Enclosure, Colbinstown, Co. Kildare
Co. Kildare |
Enclosures
Near Colbinstown in County Kildare, a near-perfect circle lies buried beneath a farmer's field, invisible to anyone walking the ground but clearly legible from the air. The site exists, as far as current knowledge goes, only as a cropmark, a phenomenon where buried ditches or banks cause the vegetation above them to grow differently, producing patterns that show up in aerial photographs as ghostly outlines. In this case, the circle measures approximately 22 metres in diameter, enough to suggest a substantial enclosure of some kind, though its age and purpose have not yet been formally established.
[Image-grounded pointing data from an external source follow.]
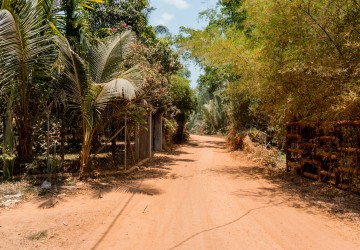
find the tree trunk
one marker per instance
(25, 151)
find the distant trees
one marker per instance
(77, 66)
(288, 60)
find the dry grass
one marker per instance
(260, 154)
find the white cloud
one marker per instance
(163, 19)
(180, 4)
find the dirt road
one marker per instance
(198, 198)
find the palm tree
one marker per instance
(91, 84)
(26, 56)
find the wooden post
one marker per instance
(150, 134)
(125, 142)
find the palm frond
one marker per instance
(105, 58)
(75, 78)
(24, 46)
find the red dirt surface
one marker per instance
(199, 197)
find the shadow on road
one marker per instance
(221, 226)
(299, 192)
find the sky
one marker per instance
(176, 13)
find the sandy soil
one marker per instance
(199, 197)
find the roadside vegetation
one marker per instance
(71, 70)
(267, 63)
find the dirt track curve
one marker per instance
(203, 200)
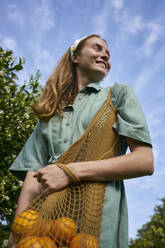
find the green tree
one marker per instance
(152, 234)
(16, 124)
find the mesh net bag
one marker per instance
(72, 217)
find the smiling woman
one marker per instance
(75, 158)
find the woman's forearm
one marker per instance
(135, 164)
(30, 189)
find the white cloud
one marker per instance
(100, 21)
(44, 61)
(14, 14)
(9, 43)
(155, 31)
(118, 4)
(44, 14)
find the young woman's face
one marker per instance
(93, 60)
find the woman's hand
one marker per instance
(52, 178)
(11, 241)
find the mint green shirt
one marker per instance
(51, 139)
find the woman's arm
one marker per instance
(30, 189)
(139, 162)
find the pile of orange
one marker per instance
(25, 221)
(62, 231)
(37, 242)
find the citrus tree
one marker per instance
(152, 234)
(16, 124)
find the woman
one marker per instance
(71, 99)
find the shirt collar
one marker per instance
(91, 88)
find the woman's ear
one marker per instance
(75, 58)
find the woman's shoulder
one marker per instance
(120, 91)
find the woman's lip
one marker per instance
(103, 63)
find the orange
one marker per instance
(37, 242)
(25, 221)
(83, 240)
(64, 230)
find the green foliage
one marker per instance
(16, 124)
(152, 234)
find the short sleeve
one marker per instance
(33, 156)
(131, 121)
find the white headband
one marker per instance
(75, 45)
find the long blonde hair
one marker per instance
(61, 87)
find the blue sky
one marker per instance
(42, 30)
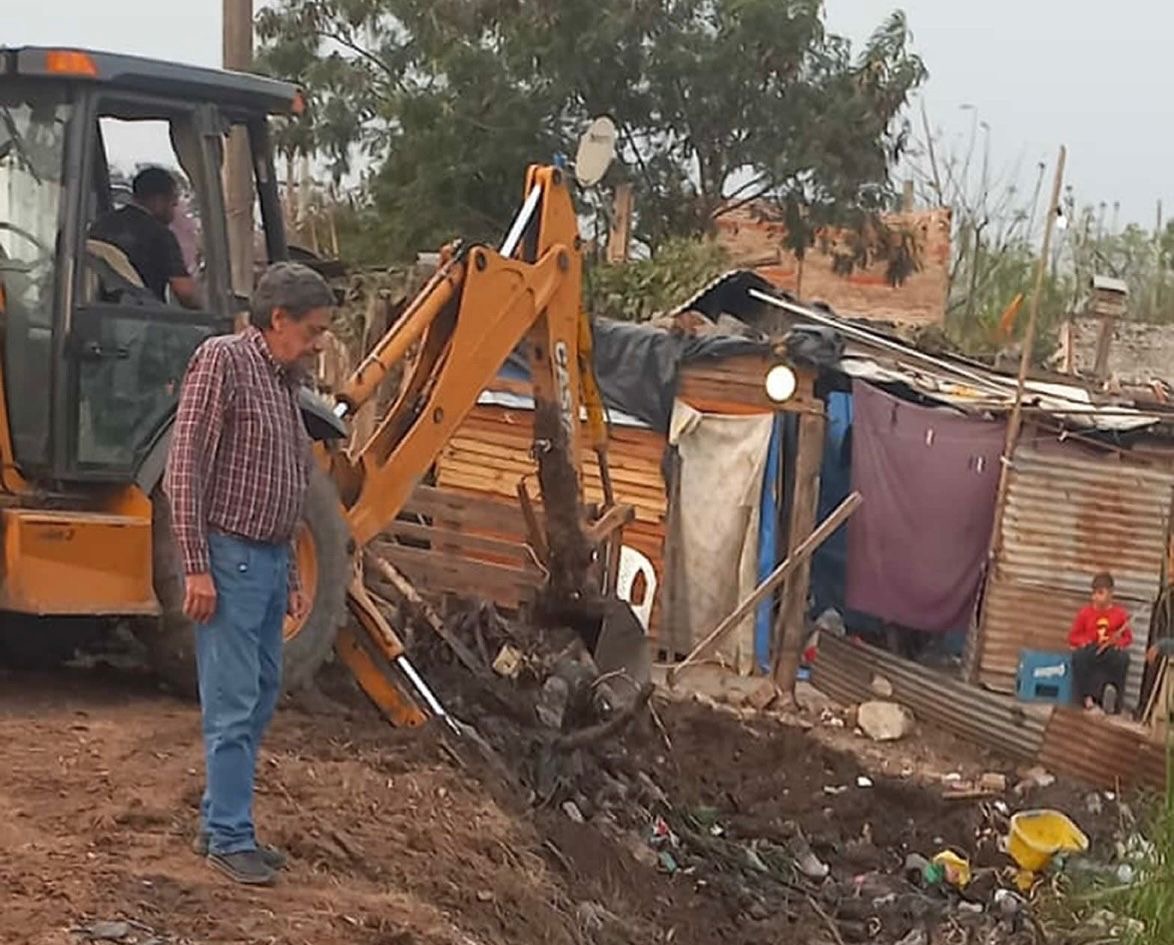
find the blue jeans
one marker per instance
(238, 657)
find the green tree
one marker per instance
(717, 102)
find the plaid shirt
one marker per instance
(240, 459)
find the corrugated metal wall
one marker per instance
(1072, 512)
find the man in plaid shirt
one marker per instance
(236, 479)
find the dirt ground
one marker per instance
(396, 838)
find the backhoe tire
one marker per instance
(170, 640)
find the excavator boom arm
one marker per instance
(478, 308)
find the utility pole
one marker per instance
(237, 53)
(1014, 422)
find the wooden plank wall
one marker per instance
(464, 545)
(491, 453)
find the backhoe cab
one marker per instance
(92, 363)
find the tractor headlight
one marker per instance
(781, 383)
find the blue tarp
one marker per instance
(829, 565)
(768, 542)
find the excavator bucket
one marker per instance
(621, 650)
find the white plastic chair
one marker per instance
(633, 564)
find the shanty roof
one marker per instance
(862, 351)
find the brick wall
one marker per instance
(865, 294)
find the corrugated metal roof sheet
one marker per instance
(844, 672)
(1068, 515)
(1095, 749)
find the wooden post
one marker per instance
(238, 166)
(800, 554)
(791, 626)
(619, 237)
(973, 657)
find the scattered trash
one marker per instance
(916, 937)
(121, 931)
(1034, 777)
(916, 866)
(552, 702)
(805, 861)
(949, 868)
(1039, 835)
(884, 721)
(106, 931)
(1007, 902)
(992, 781)
(507, 662)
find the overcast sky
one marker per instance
(1038, 72)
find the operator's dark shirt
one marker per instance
(150, 247)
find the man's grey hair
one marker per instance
(292, 288)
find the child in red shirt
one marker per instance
(1100, 640)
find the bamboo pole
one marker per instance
(1014, 422)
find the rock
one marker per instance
(884, 721)
(507, 662)
(807, 862)
(1034, 777)
(107, 931)
(763, 695)
(992, 781)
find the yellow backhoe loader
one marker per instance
(92, 365)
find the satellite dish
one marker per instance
(596, 150)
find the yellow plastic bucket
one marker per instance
(1039, 835)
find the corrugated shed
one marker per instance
(1094, 749)
(844, 670)
(1071, 513)
(737, 385)
(490, 454)
(755, 242)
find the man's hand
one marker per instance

The enclosure came to light through aerial imagery captured on 28 June 2018, when conditions were dry enough for the cropmark to register clearly on Google Earth photography. Circular enclosures of this general type are well known across the Irish midlands and can represent a range of different things: early medieval ringforts, which were enclosed farmsteads typically dating from roughly the sixth to the twelfth century; prehistoric burial enclosures; or other forms of enclosed settlement. Without excavation or further survey, it is not possible to assign Colbinstown's circle to any one category. What the aerial photograph does confirm is that something deliberate was once dug into the ground here, and that the soil still remembers it.